La quantité de données de géolocalisation collectées par un système influence la perception des employés quant à son utilisation. Un contrôle de géorepérage effectué uniquement à l’heure de pointage est généralement compris et accepté après une brève explication. Un suivi continu est beaucoup plus exigeant ; il est raisonnable pour certains postes, mais rarement justifié pour le seul contrôle des présences.

Une règle utile : le niveau de preuve requis est proportionnel à la quantité de données. Un petit volume de données ne nécessite qu’une explication succincte. Un grand volume de données exige une justification commerciale réelle, une politique claire, une durée de conservation documentée et la possibilité pour les employés de refuser la communication des données non obligatoires contractuellement.

Où chacun s’intègre dans la pratique

Quelques tendances se retrouvent facilement d’un secteur à l’autre :

  • Équipes de bureaux, commerces, restaurants, cliniques : géorepérage au sein du bâtiment (ou via un réseau Wi-Fi autorisé, pour une meilleure couverture en intérieur). Pas de géolocalisation continue. - Chantiers, sites de projet : géorepérage par site actif, avec un cycle de vie clair pour que les sites anciens cessent d’être valides. - Équipes d’intervention et mobiles : géorepérage par client ou site d’intervention, avec des limites flexibles. Activer la géolocalisation continue uniquement si le service de répartition l’exige. - Livraison, transport, coursiers : la géolocalisation continue est souvent justifiée, mais doit être considérée comme un outil logistique régi par une politique logistique, et non comme un outil de suivi des présences. - Travailleurs isolés en environnements dangereux : géolocalisation continue pour des raisons de sécurité, avec consentement explicite et conservation documentée des données.
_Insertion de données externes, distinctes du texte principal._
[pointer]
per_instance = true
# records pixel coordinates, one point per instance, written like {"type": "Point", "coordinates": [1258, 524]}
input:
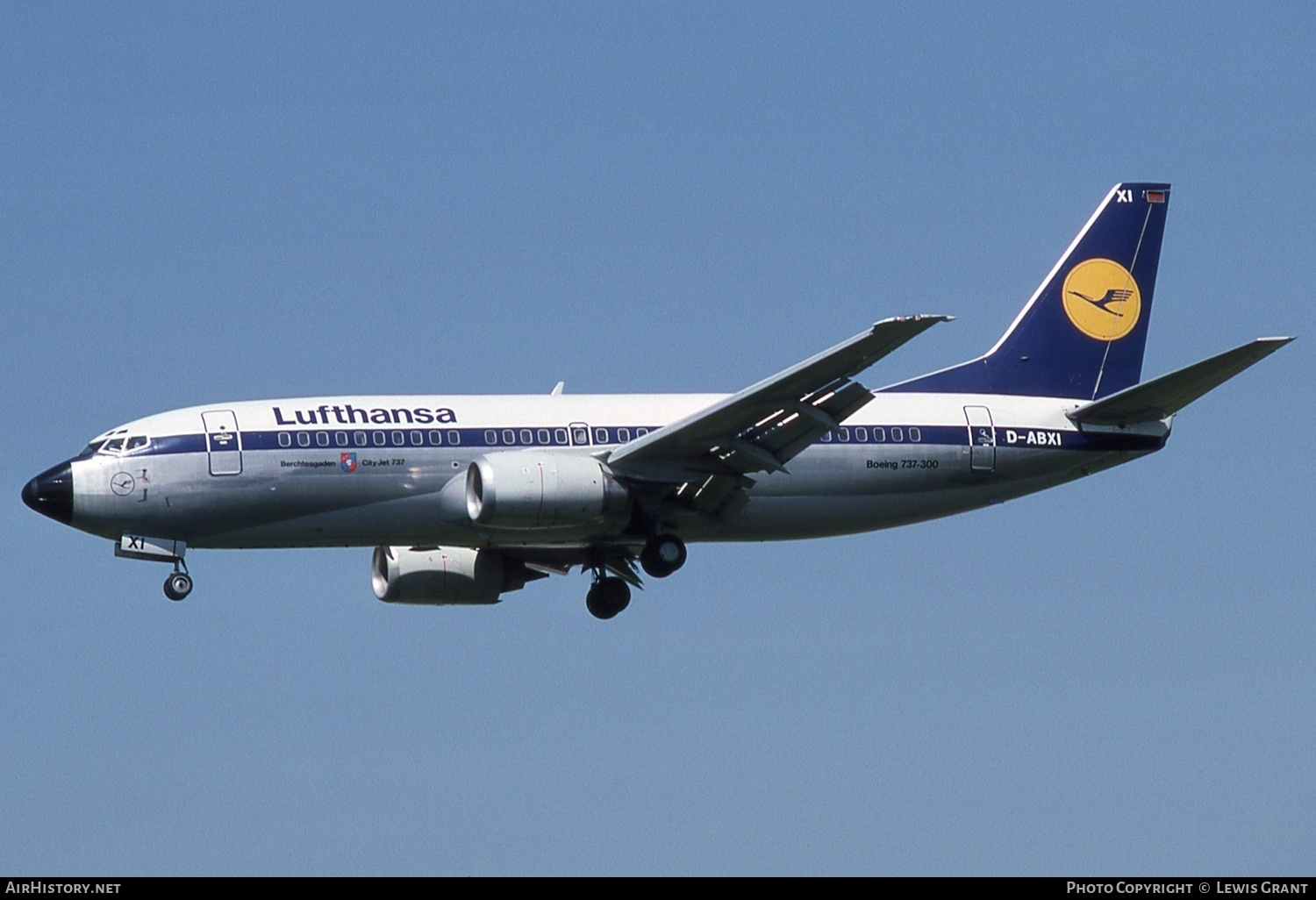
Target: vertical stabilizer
{"type": "Point", "coordinates": [1084, 331]}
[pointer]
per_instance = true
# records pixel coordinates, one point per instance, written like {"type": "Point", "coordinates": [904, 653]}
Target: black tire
{"type": "Point", "coordinates": [607, 597]}
{"type": "Point", "coordinates": [663, 555]}
{"type": "Point", "coordinates": [178, 586]}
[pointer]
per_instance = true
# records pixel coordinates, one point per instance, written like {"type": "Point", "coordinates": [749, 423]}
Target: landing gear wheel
{"type": "Point", "coordinates": [178, 586]}
{"type": "Point", "coordinates": [607, 597]}
{"type": "Point", "coordinates": [663, 555]}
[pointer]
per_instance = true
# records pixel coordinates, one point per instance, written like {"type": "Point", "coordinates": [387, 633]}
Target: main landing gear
{"type": "Point", "coordinates": [662, 555]}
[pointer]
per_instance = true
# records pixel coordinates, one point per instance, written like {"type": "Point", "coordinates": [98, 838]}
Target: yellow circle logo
{"type": "Point", "coordinates": [1102, 299]}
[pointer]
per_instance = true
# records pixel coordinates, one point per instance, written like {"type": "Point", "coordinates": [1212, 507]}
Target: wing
{"type": "Point", "coordinates": [712, 452]}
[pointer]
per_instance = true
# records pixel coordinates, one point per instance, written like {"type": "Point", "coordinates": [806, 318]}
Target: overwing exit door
{"type": "Point", "coordinates": [223, 442]}
{"type": "Point", "coordinates": [982, 439]}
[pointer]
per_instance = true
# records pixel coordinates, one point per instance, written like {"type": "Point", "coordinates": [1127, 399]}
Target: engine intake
{"type": "Point", "coordinates": [447, 575]}
{"type": "Point", "coordinates": [531, 489]}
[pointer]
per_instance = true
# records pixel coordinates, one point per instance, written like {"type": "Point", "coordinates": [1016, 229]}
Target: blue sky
{"type": "Point", "coordinates": [229, 202]}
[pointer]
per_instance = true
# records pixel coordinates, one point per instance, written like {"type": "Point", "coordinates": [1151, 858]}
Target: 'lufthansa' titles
{"type": "Point", "coordinates": [349, 415]}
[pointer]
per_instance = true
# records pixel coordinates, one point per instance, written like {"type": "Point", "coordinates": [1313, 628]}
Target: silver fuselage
{"type": "Point", "coordinates": [391, 470]}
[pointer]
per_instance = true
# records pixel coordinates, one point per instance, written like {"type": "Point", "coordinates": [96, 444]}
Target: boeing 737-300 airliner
{"type": "Point", "coordinates": [468, 497]}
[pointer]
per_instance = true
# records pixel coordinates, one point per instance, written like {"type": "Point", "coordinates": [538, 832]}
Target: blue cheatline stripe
{"type": "Point", "coordinates": [553, 437]}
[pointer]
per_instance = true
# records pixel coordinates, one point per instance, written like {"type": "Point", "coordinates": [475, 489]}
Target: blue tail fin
{"type": "Point", "coordinates": [1084, 331]}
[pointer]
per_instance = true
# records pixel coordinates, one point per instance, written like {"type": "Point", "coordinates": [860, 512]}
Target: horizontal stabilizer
{"type": "Point", "coordinates": [1169, 394]}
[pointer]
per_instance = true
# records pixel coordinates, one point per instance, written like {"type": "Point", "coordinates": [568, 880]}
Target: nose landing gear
{"type": "Point", "coordinates": [607, 597]}
{"type": "Point", "coordinates": [178, 586]}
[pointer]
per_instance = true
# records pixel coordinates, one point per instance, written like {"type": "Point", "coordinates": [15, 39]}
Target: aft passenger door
{"type": "Point", "coordinates": [982, 439]}
{"type": "Point", "coordinates": [223, 442]}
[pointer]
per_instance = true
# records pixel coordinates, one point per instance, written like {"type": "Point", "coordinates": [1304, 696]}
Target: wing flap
{"type": "Point", "coordinates": [768, 424]}
{"type": "Point", "coordinates": [1169, 394]}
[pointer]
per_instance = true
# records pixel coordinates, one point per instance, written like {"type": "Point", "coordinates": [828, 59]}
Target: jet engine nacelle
{"type": "Point", "coordinates": [532, 489]}
{"type": "Point", "coordinates": [447, 575]}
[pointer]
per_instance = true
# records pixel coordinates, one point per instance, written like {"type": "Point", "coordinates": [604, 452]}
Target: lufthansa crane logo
{"type": "Point", "coordinates": [1102, 299]}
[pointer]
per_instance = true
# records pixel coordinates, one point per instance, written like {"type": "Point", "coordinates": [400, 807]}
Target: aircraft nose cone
{"type": "Point", "coordinates": [52, 492]}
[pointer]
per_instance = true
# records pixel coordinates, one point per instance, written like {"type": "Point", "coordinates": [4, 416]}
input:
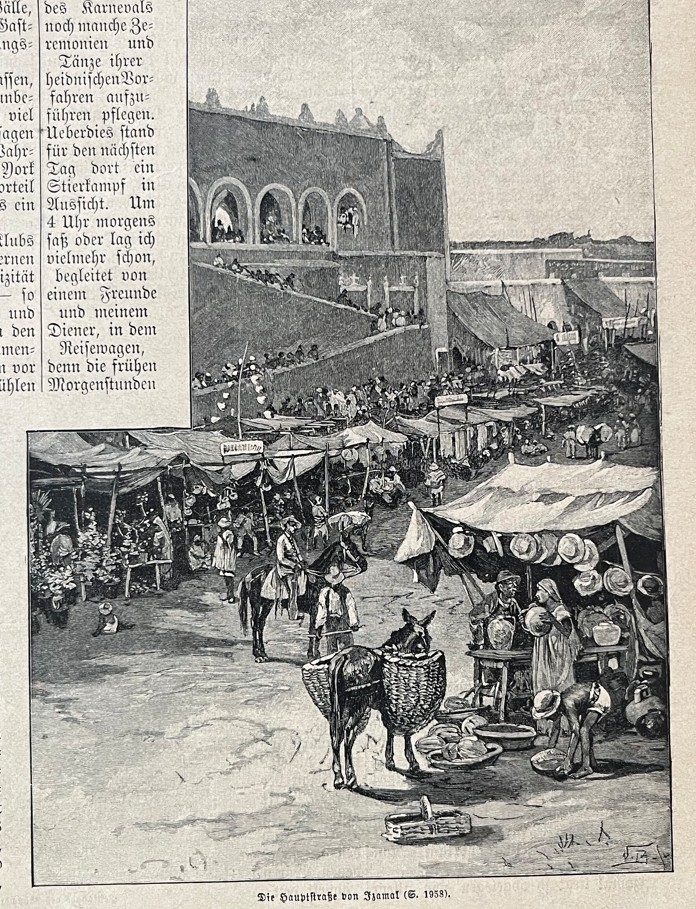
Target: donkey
{"type": "Point", "coordinates": [343, 553]}
{"type": "Point", "coordinates": [355, 680]}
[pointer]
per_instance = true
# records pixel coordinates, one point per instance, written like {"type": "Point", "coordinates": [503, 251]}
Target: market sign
{"type": "Point", "coordinates": [235, 447]}
{"type": "Point", "coordinates": [566, 338]}
{"type": "Point", "coordinates": [621, 323]}
{"type": "Point", "coordinates": [451, 400]}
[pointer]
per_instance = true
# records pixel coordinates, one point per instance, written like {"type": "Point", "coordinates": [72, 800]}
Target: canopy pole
{"type": "Point", "coordinates": [160, 494]}
{"type": "Point", "coordinates": [326, 478]}
{"type": "Point", "coordinates": [112, 507]}
{"type": "Point", "coordinates": [620, 539]}
{"type": "Point", "coordinates": [239, 390]}
{"type": "Point", "coordinates": [76, 514]}
{"type": "Point", "coordinates": [367, 472]}
{"type": "Point", "coordinates": [264, 510]}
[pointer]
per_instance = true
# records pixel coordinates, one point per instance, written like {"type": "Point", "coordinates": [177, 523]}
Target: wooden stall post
{"type": "Point", "coordinates": [326, 478]}
{"type": "Point", "coordinates": [112, 507]}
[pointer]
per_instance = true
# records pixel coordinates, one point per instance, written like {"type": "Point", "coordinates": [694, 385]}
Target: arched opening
{"type": "Point", "coordinates": [276, 216]}
{"type": "Point", "coordinates": [194, 212]}
{"type": "Point", "coordinates": [350, 220]}
{"type": "Point", "coordinates": [315, 219]}
{"type": "Point", "coordinates": [229, 221]}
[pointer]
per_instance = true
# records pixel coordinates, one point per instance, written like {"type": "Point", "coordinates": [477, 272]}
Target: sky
{"type": "Point", "coordinates": [544, 104]}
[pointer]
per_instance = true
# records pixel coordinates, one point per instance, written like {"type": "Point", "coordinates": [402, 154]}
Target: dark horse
{"type": "Point", "coordinates": [344, 553]}
{"type": "Point", "coordinates": [355, 675]}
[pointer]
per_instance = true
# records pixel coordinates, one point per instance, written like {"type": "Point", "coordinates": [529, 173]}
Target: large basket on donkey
{"type": "Point", "coordinates": [315, 676]}
{"type": "Point", "coordinates": [413, 688]}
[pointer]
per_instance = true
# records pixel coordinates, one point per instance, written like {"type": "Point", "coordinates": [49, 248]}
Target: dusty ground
{"type": "Point", "coordinates": [167, 754]}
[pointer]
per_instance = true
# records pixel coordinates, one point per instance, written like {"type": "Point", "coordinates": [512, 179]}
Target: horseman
{"type": "Point", "coordinates": [290, 580]}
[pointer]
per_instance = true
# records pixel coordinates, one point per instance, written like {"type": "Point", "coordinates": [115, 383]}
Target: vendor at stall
{"type": "Point", "coordinates": [502, 603]}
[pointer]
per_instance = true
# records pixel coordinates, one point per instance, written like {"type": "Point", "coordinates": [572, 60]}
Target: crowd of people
{"type": "Point", "coordinates": [229, 234]}
{"type": "Point", "coordinates": [261, 275]}
{"type": "Point", "coordinates": [314, 236]}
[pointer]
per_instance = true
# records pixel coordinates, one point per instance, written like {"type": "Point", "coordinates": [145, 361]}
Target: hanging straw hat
{"type": "Point", "coordinates": [617, 582]}
{"type": "Point", "coordinates": [588, 583]}
{"type": "Point", "coordinates": [546, 703]}
{"type": "Point", "coordinates": [460, 544]}
{"type": "Point", "coordinates": [650, 585]}
{"type": "Point", "coordinates": [524, 547]}
{"type": "Point", "coordinates": [546, 544]}
{"type": "Point", "coordinates": [571, 548]}
{"type": "Point", "coordinates": [590, 557]}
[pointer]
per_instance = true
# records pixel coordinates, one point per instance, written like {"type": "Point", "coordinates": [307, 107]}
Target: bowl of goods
{"type": "Point", "coordinates": [547, 761]}
{"type": "Point", "coordinates": [510, 736]}
{"type": "Point", "coordinates": [467, 753]}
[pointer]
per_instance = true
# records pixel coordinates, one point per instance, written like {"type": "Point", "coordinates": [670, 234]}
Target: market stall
{"type": "Point", "coordinates": [594, 529]}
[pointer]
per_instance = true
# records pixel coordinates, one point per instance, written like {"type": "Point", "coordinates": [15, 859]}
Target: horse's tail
{"type": "Point", "coordinates": [335, 675]}
{"type": "Point", "coordinates": [243, 594]}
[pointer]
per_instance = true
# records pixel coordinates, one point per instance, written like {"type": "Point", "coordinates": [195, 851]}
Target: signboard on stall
{"type": "Point", "coordinates": [451, 400]}
{"type": "Point", "coordinates": [241, 447]}
{"type": "Point", "coordinates": [620, 324]}
{"type": "Point", "coordinates": [566, 338]}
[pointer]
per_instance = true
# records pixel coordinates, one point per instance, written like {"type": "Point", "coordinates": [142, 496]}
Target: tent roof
{"type": "Point", "coordinates": [135, 467]}
{"type": "Point", "coordinates": [495, 322]}
{"type": "Point", "coordinates": [202, 449]}
{"type": "Point", "coordinates": [371, 432]}
{"type": "Point", "coordinates": [646, 353]}
{"type": "Point", "coordinates": [595, 294]}
{"type": "Point", "coordinates": [559, 497]}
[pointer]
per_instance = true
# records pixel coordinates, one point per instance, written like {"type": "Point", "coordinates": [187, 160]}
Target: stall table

Souvent associée à un protocole d’enregistrement.

Règle générale : privilégier la commande la plus restreinte et n’ajouter la commande la plus large que lorsqu’un besoin spécifique le justifie.

Que signifie généralement « suivi du temps GPS » selon les fournisseurs ?

Lorsqu’un fournisseur commercialise des produits de « suivi du temps par GPS », le comportement réel varie bien plus que le terme ne le laisse entendre. Avant de tirer des conclusions hâtives, posez-vous les bonnes questions :

  • La géolocalisation est-elle enregistrée en continu ou seulement lors du pointage ? - Quel est l’intervalle d’échantillonnage ? - Le suivi en arrière-plan est-il activé par défaut ? Peut-on le désactiver pour chaque rôle ? - Où sont stockées les données et pendant combien de temps ? - L’équipe peut-elle consulter les données enregistrées pour un employé donné et pour une journée donnée ? - Le produit propose-t-il un mode « pointage uniquement » pour les rôles qui n’en nécessitent pas davantage ?

Un fournisseur incapable de répondre clairement à ces questions propose une fonctionnalité qu’il n’a pas suffisamment réfléchie. Un fournisseur qui vous incite à activer par défaut le suivi continu pour tous les utilisateurs vend plus de données que la plupart des cas d’utilisation ne le nécessitent.

Concevoir la politique en premier

Quel que soit le contrôle choisi, rédigez la politique de sécurité avant de l’activer. Celle-ci doit préciser les données collectées, la fréquence de collecte, les raisons de cette collecte, les personnes autorisées à y accéder, la durée de conservation et les recours possibles en cas d’erreur. Lier la politique de sécurité au contrôle renforce la crédibilité de l’ensemble : auprès des employés, des responsables et des auditeurs.

Plus le contrôle est précis, plus la politique peut être courte. C’est un avantage, pas une limitation.